Based on true events, “The Huntress (La Cazadora)” stars Adriana Paz (“Emilia Perez”) as a woman fighting for justice in Juárez, Mexico. In Lagos, a female taxi driver develops a sisterhood with sex workers, leading to her own transformation, in “Lady.”
Midnight
The festival’s Midnight sidebar of genre films includes “Buddy,” a horror film in which a young girl and her friends try to escape a children’s television show. ‘Nuff said? How about a cast featuring Keegan-Michael Key, Michael Shannon and Patton Oswalt?
Sundance Film Festival
The title of “Mum, I’m Alien Pregnant” pretty much tells you what’s in store from the New Zealand directing pair of Sean Wallace and Jordan Mark Windsor (a.k.a. THUNDERLIPS). Natalie Erika James (“Relic”) directs the body horror flick “Saccharine.”
While evacuating the Palisades Fire last year, Tamra Davis uncovered recorded footage she’s made of a 1995 rock festival in Australia called Summersault, featuring such artists as Beastie Boys, the Foo Fighters, Sonic Youth, Bikini Kill and Beck. “The Best Summer” captures the performances and backstage drama of that time.
Events
Among partner events are panel discussions on such topics as “The New McCarthyism: Why Authoritarians Fear Storytellers” (Jan. 22); “Reimagining Rural America Through Storytelling” (Jan. 23); “After the Pitch – A Look Inside Developing a Studio Project” (Jan. 23); “The Future of Environmental Film” (Jan. 23); “The Art of Casting for Independent Film” (Jan. 23); and “How AI Is Evolving Storytelling with Flow from Google” (Jan. 23).

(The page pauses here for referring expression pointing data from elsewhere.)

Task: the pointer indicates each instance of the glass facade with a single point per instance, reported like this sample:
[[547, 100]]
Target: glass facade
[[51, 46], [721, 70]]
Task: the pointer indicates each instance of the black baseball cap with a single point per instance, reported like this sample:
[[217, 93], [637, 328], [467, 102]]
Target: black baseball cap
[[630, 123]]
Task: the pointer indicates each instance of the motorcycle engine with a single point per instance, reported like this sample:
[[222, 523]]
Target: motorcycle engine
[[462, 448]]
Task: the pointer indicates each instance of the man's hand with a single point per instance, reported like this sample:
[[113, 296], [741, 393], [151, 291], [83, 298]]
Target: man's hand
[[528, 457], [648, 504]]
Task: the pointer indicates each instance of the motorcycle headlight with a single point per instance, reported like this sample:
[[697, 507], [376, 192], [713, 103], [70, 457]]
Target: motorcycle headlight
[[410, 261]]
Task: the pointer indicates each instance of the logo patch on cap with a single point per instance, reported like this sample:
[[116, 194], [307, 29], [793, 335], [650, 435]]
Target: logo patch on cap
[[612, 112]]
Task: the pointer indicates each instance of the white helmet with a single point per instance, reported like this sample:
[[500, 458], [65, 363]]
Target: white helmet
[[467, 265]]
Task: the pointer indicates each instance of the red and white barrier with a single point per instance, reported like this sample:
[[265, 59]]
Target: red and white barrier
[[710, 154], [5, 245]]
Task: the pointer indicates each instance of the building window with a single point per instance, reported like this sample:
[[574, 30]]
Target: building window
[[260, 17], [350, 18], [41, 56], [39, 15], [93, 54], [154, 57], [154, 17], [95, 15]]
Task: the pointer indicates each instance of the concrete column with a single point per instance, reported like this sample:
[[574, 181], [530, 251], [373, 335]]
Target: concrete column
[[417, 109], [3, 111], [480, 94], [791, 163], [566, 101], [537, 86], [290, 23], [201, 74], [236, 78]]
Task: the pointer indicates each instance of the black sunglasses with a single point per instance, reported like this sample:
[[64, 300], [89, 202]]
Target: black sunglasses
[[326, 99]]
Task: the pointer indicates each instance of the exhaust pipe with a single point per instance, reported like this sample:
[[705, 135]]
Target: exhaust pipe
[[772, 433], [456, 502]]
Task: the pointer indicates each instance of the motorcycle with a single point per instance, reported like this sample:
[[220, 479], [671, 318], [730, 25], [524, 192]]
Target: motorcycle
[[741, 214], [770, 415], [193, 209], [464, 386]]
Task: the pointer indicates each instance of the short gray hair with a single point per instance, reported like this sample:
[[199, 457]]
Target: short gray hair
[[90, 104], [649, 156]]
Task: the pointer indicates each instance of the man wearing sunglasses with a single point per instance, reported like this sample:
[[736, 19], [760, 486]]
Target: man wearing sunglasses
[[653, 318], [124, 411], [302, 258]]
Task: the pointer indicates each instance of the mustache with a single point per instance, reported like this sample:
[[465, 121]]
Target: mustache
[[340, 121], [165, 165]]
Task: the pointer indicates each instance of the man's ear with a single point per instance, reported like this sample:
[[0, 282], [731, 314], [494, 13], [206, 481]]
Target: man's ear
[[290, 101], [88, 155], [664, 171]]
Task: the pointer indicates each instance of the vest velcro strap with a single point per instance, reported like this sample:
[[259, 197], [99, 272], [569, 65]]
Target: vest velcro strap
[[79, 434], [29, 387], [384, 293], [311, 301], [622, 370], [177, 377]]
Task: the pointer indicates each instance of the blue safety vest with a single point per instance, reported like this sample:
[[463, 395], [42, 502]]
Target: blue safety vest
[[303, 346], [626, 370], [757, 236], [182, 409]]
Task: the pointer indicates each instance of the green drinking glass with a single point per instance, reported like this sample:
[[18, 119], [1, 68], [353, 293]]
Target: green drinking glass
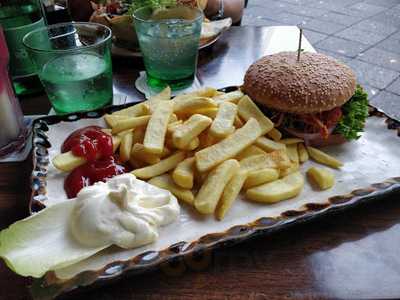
[[169, 41], [73, 61]]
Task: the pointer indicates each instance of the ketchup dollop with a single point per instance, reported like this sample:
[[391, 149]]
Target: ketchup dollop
[[91, 172], [89, 142]]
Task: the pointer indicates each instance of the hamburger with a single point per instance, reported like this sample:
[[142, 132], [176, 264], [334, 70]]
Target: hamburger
[[316, 98]]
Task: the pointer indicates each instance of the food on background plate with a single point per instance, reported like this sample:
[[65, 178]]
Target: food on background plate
[[207, 178], [121, 21], [191, 139], [271, 192], [124, 211], [315, 99]]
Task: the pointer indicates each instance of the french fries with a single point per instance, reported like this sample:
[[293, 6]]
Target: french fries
[[257, 162], [204, 92], [222, 125], [258, 177], [136, 110], [186, 106], [247, 109], [324, 158], [174, 125], [156, 130], [116, 142], [211, 190], [282, 189], [230, 193], [217, 143], [139, 153], [130, 123], [67, 161], [138, 135], [294, 167], [233, 97], [281, 159], [303, 154], [291, 150], [153, 101], [323, 177], [268, 145], [113, 120], [125, 147], [165, 182], [189, 130], [250, 151], [290, 141], [229, 147], [161, 167], [275, 134], [183, 175]]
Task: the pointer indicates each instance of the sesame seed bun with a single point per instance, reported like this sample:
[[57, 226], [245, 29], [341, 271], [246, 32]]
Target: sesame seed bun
[[314, 84]]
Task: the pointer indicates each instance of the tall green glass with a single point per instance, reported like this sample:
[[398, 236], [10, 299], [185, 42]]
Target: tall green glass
[[73, 62], [18, 17], [169, 41]]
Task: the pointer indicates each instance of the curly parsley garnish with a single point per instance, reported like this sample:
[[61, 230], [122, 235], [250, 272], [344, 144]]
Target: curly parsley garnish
[[355, 111]]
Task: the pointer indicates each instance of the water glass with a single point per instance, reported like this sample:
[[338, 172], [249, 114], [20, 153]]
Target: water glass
[[169, 41], [73, 62]]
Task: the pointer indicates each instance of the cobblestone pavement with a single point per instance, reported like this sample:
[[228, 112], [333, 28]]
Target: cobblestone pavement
[[363, 34]]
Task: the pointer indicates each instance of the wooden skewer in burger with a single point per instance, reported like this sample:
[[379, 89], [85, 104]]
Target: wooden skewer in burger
[[314, 98]]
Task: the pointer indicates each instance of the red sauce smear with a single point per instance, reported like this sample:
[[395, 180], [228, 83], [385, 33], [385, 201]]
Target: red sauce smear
[[91, 172], [89, 142]]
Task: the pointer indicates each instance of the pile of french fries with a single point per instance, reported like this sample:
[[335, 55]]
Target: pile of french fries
[[206, 147]]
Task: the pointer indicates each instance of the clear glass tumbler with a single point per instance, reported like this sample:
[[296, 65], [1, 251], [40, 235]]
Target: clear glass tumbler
[[12, 128], [73, 62], [169, 41]]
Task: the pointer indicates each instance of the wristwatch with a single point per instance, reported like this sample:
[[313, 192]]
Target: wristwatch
[[220, 13]]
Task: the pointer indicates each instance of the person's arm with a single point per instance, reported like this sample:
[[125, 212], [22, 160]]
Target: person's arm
[[230, 8]]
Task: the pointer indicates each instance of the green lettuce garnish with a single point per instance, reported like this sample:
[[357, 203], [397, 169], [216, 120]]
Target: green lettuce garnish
[[42, 242], [355, 112]]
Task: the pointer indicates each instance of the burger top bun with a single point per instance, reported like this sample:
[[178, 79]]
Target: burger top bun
[[314, 84]]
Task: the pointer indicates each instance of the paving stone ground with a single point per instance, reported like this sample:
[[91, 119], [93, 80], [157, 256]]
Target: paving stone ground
[[365, 34]]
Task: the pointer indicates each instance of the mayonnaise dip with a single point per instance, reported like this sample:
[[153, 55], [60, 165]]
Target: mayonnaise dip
[[123, 211]]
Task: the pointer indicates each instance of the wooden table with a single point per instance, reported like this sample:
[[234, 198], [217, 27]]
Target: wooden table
[[354, 254]]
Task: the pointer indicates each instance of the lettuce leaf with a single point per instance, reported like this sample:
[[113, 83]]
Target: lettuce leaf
[[42, 242], [355, 112]]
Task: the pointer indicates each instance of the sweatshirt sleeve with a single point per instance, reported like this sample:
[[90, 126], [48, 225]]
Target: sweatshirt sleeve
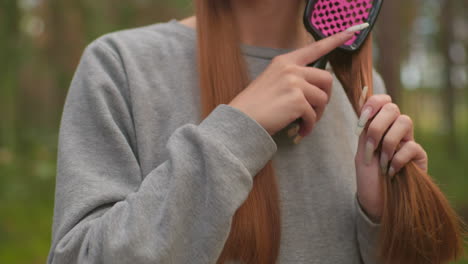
[[367, 230], [106, 211]]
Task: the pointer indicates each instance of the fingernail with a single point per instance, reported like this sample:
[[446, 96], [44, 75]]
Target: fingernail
[[293, 130], [357, 27], [383, 162], [363, 96], [391, 172], [369, 151], [363, 120], [297, 139]]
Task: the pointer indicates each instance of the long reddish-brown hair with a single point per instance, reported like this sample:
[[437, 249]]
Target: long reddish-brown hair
[[417, 226]]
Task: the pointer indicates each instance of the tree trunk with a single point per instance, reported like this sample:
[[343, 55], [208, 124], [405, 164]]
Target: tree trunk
[[448, 89]]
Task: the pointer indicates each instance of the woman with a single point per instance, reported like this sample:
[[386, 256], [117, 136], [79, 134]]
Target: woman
[[143, 179]]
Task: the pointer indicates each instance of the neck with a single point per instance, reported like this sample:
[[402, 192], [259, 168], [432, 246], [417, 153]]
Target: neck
[[271, 23], [268, 23]]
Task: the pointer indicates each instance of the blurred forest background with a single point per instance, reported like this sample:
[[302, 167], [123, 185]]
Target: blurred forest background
[[421, 51]]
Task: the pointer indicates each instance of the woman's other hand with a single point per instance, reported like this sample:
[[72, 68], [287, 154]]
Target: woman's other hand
[[388, 128]]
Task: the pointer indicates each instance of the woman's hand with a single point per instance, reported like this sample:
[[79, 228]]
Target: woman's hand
[[394, 132], [288, 89]]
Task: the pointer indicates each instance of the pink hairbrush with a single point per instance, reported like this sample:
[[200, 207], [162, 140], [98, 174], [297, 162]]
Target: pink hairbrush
[[323, 18]]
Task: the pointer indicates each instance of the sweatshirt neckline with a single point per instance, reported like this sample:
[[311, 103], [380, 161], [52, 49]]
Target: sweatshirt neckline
[[249, 50]]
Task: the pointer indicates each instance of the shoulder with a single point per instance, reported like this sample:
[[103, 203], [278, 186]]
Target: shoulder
[[152, 42]]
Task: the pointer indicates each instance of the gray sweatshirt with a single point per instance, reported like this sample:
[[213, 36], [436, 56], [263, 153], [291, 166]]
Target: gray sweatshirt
[[141, 179]]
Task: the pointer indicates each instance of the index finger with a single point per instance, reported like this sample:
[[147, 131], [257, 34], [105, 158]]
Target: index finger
[[316, 50]]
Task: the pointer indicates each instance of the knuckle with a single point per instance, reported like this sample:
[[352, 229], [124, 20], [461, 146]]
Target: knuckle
[[322, 98], [374, 131], [328, 77], [389, 144], [391, 107], [292, 80], [398, 161], [290, 69], [405, 120], [279, 60], [413, 146]]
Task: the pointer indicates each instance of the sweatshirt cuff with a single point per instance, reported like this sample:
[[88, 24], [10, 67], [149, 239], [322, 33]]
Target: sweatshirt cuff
[[367, 229], [243, 136]]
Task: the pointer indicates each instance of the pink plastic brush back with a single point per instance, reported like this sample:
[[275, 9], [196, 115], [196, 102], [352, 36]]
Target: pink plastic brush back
[[333, 16]]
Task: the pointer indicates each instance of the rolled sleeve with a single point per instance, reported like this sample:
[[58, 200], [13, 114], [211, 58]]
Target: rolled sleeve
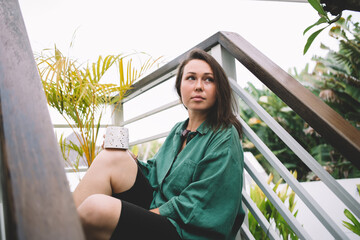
[[212, 201]]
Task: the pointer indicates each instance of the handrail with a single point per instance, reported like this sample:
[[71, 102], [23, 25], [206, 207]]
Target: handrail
[[284, 86], [336, 130], [36, 194]]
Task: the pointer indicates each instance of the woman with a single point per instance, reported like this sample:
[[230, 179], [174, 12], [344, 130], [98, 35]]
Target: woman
[[191, 189]]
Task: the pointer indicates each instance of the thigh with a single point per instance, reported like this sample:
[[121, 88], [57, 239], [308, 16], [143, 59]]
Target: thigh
[[140, 194], [137, 223]]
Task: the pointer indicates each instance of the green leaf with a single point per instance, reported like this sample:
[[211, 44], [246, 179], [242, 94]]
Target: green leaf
[[354, 92], [355, 227], [311, 39], [317, 6], [320, 21]]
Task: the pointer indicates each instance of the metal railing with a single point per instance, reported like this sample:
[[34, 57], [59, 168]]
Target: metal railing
[[227, 48]]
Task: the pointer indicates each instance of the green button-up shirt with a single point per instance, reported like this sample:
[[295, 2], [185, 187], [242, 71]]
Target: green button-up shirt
[[199, 189]]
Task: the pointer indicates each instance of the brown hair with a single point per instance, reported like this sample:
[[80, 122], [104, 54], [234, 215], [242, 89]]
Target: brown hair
[[221, 114]]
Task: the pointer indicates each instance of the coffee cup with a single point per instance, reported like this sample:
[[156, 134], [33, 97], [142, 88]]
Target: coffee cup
[[116, 137]]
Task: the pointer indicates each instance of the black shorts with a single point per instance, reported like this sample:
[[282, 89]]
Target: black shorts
[[136, 221]]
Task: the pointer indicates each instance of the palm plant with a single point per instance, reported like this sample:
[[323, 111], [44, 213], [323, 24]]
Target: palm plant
[[336, 80], [270, 212], [80, 93]]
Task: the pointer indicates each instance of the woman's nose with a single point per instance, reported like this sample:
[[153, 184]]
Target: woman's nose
[[199, 84]]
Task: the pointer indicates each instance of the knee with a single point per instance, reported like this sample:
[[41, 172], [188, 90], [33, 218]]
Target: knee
[[96, 211], [111, 157]]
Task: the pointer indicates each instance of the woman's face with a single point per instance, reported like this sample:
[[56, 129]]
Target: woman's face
[[198, 91]]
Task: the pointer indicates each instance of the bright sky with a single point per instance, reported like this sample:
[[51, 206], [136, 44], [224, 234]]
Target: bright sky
[[169, 28]]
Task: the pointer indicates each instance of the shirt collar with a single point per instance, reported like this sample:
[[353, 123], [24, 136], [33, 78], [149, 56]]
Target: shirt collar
[[202, 129]]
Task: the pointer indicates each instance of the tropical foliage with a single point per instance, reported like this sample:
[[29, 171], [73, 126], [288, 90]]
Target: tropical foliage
[[80, 93], [335, 79], [324, 19], [270, 212]]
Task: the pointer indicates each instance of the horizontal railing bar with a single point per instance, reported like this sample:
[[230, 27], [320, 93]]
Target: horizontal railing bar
[[144, 140], [318, 211], [137, 90], [259, 216], [339, 191], [338, 132], [285, 213], [246, 232], [154, 111]]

The festival also includes retrospective screenings and restored presentations of movies, many of which first found their audience at Sundance, including “Little Miss Sunshine”; “Half Nelson,” with Ryan Gosling; “Cronos” (followed by an extended Q&A with director Guillermo del Toro); Barbara Kopple’s “American Dream”; Reginald Hudlin’s “House Party”; and Gregg Araki’s “Mysterious Skin.” Sundance will also present an archival print of one of Robert Redford’s earliest hits, “Downhill Racer” (co-starring another legend we lost last year, Gene Hackman).